ABSTRACT

This chapter discusses whether Turkey’s recent transition to authoritarianism, which enjoys wide support of both erstwhile and current Islamists, represents a corresponding shift in the trajectory of Muslim governance models by the embrace of an authoritarian religious populism at the expense of the idea of an Islamic democracy. Through an analysis of Turkey’s democratic breakdown and engagement with the Turkish studies literature it lays out a narrative of the gradual deterioration of democracy by identifying the slow build-up of autocracy beginning with the earliest days of Erdoğan’s tenure. Given the success record of Erdoğan’s global bid for Muslim leadership, it inquires whether Turkey has come to serve as an authoritarian model for the Muslim-majority world.

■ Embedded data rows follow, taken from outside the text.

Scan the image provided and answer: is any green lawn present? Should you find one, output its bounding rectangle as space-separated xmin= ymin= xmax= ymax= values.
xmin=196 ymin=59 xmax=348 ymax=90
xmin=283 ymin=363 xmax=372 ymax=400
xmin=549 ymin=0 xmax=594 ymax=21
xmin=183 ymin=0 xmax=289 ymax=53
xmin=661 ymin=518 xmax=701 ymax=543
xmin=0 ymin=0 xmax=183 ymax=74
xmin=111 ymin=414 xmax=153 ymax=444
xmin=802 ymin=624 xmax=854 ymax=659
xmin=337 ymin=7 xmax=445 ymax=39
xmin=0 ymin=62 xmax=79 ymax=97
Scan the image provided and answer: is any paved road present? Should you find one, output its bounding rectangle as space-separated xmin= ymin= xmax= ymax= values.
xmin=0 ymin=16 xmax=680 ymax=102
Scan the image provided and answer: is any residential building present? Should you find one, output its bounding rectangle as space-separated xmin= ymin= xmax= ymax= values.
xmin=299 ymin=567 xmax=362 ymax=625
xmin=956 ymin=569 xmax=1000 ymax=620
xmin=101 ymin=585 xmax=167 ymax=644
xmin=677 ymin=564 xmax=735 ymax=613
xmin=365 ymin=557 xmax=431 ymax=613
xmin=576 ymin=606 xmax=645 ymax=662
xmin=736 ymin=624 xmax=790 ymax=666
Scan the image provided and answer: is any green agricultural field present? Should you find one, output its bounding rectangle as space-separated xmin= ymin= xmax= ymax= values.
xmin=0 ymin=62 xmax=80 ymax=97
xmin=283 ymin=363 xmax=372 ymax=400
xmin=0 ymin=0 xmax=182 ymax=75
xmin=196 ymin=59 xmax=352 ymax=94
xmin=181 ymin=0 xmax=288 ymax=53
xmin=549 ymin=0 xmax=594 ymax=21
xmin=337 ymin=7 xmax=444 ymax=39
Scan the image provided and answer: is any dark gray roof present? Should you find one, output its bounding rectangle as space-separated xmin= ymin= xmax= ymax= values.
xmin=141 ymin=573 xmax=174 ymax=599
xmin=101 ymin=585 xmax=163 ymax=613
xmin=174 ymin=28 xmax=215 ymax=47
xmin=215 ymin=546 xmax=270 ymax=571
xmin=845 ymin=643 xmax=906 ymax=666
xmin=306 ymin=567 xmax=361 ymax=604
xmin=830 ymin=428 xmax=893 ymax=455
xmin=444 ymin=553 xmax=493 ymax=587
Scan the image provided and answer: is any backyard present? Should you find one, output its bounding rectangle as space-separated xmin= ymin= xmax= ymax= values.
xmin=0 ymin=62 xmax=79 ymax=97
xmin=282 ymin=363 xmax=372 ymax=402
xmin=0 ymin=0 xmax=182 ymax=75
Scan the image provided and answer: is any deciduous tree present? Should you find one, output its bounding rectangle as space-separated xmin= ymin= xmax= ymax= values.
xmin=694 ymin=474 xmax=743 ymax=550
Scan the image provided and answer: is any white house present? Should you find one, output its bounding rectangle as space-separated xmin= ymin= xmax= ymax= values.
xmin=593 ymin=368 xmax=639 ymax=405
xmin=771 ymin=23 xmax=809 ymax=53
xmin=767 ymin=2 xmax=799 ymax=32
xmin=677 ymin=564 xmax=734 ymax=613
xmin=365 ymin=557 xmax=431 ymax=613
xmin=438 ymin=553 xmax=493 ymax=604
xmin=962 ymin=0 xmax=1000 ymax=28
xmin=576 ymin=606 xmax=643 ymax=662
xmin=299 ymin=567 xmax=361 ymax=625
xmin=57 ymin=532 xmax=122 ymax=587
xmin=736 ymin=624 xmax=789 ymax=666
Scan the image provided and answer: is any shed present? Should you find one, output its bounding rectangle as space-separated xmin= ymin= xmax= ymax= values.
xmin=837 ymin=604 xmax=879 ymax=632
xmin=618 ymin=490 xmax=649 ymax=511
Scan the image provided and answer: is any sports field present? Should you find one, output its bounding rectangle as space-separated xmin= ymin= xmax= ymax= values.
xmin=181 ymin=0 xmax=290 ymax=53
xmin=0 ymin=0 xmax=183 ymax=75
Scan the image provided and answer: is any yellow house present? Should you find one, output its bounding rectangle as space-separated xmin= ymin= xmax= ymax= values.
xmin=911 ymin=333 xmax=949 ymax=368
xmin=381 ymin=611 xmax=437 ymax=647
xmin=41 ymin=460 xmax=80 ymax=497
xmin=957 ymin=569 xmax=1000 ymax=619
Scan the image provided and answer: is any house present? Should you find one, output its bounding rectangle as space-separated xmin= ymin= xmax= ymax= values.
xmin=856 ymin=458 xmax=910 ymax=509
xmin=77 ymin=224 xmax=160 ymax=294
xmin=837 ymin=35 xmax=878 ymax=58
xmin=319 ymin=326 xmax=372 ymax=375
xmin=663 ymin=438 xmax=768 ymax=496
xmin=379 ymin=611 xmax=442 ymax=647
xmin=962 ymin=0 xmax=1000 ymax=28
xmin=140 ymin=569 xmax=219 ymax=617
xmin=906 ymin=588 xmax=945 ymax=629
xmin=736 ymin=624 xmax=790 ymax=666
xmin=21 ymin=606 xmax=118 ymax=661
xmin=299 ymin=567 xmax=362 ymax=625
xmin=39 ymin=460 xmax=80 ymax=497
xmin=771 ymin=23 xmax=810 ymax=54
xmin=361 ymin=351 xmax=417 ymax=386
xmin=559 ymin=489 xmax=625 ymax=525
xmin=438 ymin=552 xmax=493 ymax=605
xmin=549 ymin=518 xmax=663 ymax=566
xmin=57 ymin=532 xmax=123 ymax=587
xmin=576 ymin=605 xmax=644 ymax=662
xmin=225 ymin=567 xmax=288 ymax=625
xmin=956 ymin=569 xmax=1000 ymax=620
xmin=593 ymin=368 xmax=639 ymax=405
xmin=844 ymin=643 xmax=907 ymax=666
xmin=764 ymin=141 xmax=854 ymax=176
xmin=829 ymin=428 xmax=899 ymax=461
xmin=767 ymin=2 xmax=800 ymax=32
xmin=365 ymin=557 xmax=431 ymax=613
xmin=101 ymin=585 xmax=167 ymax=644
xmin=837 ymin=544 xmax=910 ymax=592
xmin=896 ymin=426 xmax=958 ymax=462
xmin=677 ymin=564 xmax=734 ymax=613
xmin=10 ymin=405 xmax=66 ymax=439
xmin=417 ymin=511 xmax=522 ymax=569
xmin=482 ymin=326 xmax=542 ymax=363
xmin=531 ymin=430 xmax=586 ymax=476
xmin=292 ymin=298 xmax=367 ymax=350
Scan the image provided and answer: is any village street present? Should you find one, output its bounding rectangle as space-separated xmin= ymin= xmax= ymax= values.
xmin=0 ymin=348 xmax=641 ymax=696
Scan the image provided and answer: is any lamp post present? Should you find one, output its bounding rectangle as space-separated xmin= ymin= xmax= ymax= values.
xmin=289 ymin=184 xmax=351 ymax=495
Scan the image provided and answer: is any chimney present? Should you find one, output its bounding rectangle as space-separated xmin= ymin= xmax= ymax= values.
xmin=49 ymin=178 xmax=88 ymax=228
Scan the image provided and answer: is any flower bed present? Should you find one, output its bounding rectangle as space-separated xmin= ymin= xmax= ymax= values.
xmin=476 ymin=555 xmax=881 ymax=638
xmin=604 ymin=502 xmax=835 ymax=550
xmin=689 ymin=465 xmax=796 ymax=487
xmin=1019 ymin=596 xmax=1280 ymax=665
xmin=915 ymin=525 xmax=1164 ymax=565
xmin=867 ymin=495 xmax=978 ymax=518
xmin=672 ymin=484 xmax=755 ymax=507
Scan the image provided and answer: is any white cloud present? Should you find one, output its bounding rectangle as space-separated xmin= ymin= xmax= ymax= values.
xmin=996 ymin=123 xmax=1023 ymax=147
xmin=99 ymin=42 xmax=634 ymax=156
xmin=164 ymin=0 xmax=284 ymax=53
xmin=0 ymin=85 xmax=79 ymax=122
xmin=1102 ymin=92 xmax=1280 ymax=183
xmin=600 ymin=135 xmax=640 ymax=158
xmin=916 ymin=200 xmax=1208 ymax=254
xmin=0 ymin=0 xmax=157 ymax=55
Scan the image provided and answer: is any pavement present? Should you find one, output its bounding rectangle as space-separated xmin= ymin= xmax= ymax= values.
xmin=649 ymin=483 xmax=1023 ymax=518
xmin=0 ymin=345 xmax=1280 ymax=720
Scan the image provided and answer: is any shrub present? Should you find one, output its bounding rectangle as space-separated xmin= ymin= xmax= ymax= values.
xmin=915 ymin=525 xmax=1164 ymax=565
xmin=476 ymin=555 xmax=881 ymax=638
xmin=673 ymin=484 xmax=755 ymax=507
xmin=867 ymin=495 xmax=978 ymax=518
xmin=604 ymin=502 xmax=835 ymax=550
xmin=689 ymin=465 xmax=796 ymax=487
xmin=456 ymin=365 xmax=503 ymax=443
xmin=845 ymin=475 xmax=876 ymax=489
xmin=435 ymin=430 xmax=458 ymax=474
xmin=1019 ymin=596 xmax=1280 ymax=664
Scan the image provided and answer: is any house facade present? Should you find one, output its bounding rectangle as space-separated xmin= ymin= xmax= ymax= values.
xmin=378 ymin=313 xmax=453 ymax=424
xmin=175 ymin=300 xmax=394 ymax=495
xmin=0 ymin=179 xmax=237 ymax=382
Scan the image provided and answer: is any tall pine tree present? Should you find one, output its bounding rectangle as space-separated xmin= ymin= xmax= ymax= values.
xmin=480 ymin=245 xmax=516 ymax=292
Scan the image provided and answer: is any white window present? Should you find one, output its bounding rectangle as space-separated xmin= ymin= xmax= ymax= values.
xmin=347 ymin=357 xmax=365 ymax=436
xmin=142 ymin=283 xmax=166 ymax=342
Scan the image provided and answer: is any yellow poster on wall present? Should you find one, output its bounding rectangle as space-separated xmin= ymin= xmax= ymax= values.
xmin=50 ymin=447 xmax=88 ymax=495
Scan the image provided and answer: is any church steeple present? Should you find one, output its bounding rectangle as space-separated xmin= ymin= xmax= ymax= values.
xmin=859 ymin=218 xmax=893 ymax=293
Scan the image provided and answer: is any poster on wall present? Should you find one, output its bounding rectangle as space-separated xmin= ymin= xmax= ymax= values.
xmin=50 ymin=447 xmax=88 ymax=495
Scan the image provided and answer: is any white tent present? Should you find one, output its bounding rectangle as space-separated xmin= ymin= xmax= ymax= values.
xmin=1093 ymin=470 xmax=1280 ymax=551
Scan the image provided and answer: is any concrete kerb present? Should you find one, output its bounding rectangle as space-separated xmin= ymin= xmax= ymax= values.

Resisting ideological analyses that reduce Turkey’s de-democratization to the AKP’s so-called Islamist ideology, the chapter argues that Erdoğan’s bid for Muslim leadership and patronage of Islamists may leave more lasting effects on Islamism’s trajectory and relationship with democracy. Islamists’ preference for strong religious populist leaders, in contradistinction with their longstanding declared principles of Islamic good governance, may have illustrated how democratic means can be used to create a decisively authoritarian state instead of providing a democratic model for the Muslim world, as Turkey under the AKP was once promoted.